Present Working Directory¶
After opening a shell, command prompt or terminal window, you are "in" a folder known as the "present working directory". You can change directories with the cd <directory>
command in either shell. To view your present working directory, enter the command echo $PWD
in a Mac terminal or cd
alone in the Windows command prompt.
You can list the contents of your present working directory by entering the command ls
in the Mac terminal or dir
in the Windows command prompt. These files in the present working directory can be accessed by commands you type just by entering their filenames: for example, cat example.txt
would print the contents of the file example.txt
in the Mac terminal if your present working directory is /Users/demo/Documents
. However, if you're in a different directory, you must enter the "full path" of the file: for example, if your present working directory is the My Downloads
folder instead of My Documents
, then you would need to specify the full path of the file and enter the command type "C:\Users\demo\My Documents\example.txt"
, to print the file's contents in the Windows command prompt.
Updating the PATH Environment Variable¶
When working in your shell, you can define variables that help make work easier. One such variable is PATH, which is a list of directories where executable programs are located. By adding a folder to the PATH, programs in that folder can be executed from any other folder/directory regardless of the present working directory.

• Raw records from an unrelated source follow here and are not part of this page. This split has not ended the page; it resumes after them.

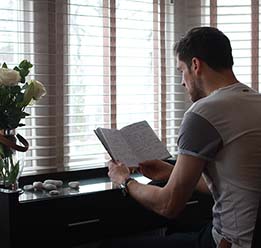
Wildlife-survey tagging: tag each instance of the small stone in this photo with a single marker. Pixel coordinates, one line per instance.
(54, 192)
(28, 187)
(49, 186)
(74, 184)
(38, 185)
(57, 183)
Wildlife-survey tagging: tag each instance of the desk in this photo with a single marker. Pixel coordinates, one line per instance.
(37, 219)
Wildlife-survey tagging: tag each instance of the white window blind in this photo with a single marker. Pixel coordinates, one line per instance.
(110, 63)
(104, 63)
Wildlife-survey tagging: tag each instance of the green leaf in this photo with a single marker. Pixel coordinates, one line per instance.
(4, 65)
(2, 154)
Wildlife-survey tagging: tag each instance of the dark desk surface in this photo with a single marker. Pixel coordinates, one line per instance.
(86, 186)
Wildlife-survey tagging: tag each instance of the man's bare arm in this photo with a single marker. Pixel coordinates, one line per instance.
(171, 199)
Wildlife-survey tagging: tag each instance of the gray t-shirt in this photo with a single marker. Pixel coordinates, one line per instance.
(224, 128)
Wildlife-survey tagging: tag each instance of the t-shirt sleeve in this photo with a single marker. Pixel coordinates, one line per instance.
(197, 137)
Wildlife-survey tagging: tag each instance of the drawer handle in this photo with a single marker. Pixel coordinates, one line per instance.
(84, 222)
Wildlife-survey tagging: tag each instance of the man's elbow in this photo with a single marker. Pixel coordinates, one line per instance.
(171, 210)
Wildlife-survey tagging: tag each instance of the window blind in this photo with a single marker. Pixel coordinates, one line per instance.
(104, 63)
(110, 63)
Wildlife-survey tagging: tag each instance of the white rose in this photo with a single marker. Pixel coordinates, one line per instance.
(9, 77)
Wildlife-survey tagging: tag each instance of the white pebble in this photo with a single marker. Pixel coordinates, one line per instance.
(54, 192)
(28, 187)
(57, 183)
(49, 186)
(38, 185)
(74, 184)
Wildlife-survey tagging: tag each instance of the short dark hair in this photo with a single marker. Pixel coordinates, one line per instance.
(208, 44)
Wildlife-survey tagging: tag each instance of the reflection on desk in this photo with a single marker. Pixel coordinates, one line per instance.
(86, 186)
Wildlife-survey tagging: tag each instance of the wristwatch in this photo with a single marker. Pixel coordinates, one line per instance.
(124, 185)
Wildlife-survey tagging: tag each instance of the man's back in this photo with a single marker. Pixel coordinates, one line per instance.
(234, 177)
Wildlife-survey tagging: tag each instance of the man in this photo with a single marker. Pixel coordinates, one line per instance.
(219, 147)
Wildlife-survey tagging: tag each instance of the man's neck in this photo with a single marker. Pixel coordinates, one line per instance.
(216, 80)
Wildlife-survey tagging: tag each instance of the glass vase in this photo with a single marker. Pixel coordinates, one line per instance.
(10, 166)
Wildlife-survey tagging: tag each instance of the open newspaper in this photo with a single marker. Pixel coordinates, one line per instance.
(132, 144)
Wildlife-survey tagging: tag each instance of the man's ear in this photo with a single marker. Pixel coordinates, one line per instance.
(196, 65)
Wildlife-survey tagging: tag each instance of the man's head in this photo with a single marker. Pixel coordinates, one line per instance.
(208, 44)
(202, 55)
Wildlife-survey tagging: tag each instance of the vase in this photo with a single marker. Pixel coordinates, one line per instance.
(10, 165)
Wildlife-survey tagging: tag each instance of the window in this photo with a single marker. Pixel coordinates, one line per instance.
(110, 63)
(105, 63)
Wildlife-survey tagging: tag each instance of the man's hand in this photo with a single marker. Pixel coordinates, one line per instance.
(118, 172)
(155, 169)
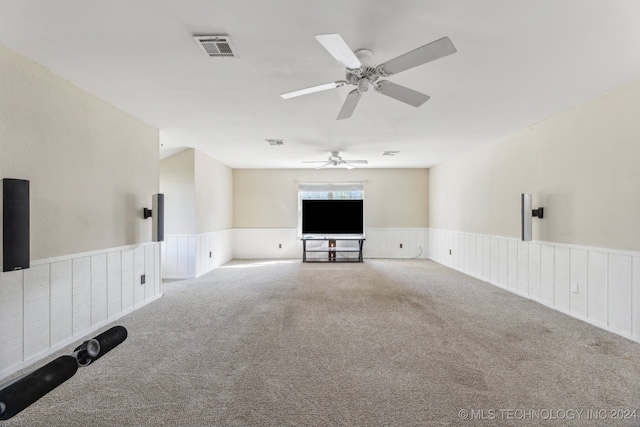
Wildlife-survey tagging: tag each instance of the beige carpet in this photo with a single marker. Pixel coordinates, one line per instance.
(383, 343)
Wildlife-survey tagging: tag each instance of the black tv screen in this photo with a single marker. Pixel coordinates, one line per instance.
(332, 217)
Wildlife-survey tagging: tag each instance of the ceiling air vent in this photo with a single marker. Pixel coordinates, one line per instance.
(216, 46)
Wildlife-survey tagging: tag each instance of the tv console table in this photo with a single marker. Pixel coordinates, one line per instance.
(332, 248)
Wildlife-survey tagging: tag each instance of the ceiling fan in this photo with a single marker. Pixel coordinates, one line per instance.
(362, 72)
(335, 160)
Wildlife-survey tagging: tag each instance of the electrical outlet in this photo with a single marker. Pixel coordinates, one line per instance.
(574, 287)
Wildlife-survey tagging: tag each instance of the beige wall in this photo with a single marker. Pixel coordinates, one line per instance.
(177, 176)
(581, 165)
(198, 193)
(91, 167)
(269, 197)
(213, 194)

So, by adding the directory containing the gen3-client program to your PATH variable, you can run it from any working directory without specifying the "full path" of the program. Simply enter the command gen3-client
, and you will run the program.
Note: In the case that you haven't properly added the client to your path, the program can still be executed from any directory with the following command:
/full/path/to/executable/gen3-client <options>
. If you are working in the directory containing the executable, then/full/path/to/executable
is simply./
. So the command from the executable's directory would be./gen3-client
.
Sending Parameters to Programs on Command-line¶
Most programs require some sort of user input to run properly. Some programs will prompt you for input after execution, while other programs are sent this input during execution as "flags" (AKA "arguments" or "options"). The gen3-client uses the latter method of sending user input as command arguments during program execution.
For example, when configuring a profile with the client, the user must specify the configure
option and also specify the profile name, API endpoint, and credentials file by adding the flags --profile
, --apiendpoint
and --cred
to the end of the command (see configuring a profile section above for specific examples).
Expired Token¶
Many commons have a limit to how long a token is good before it is expired. Once expired you may receive an error such
RequestNewAccessToken with error code 401
If this happens (and you are still authorized to access the data), you can download a new API token and re-create your profile using the previously used command.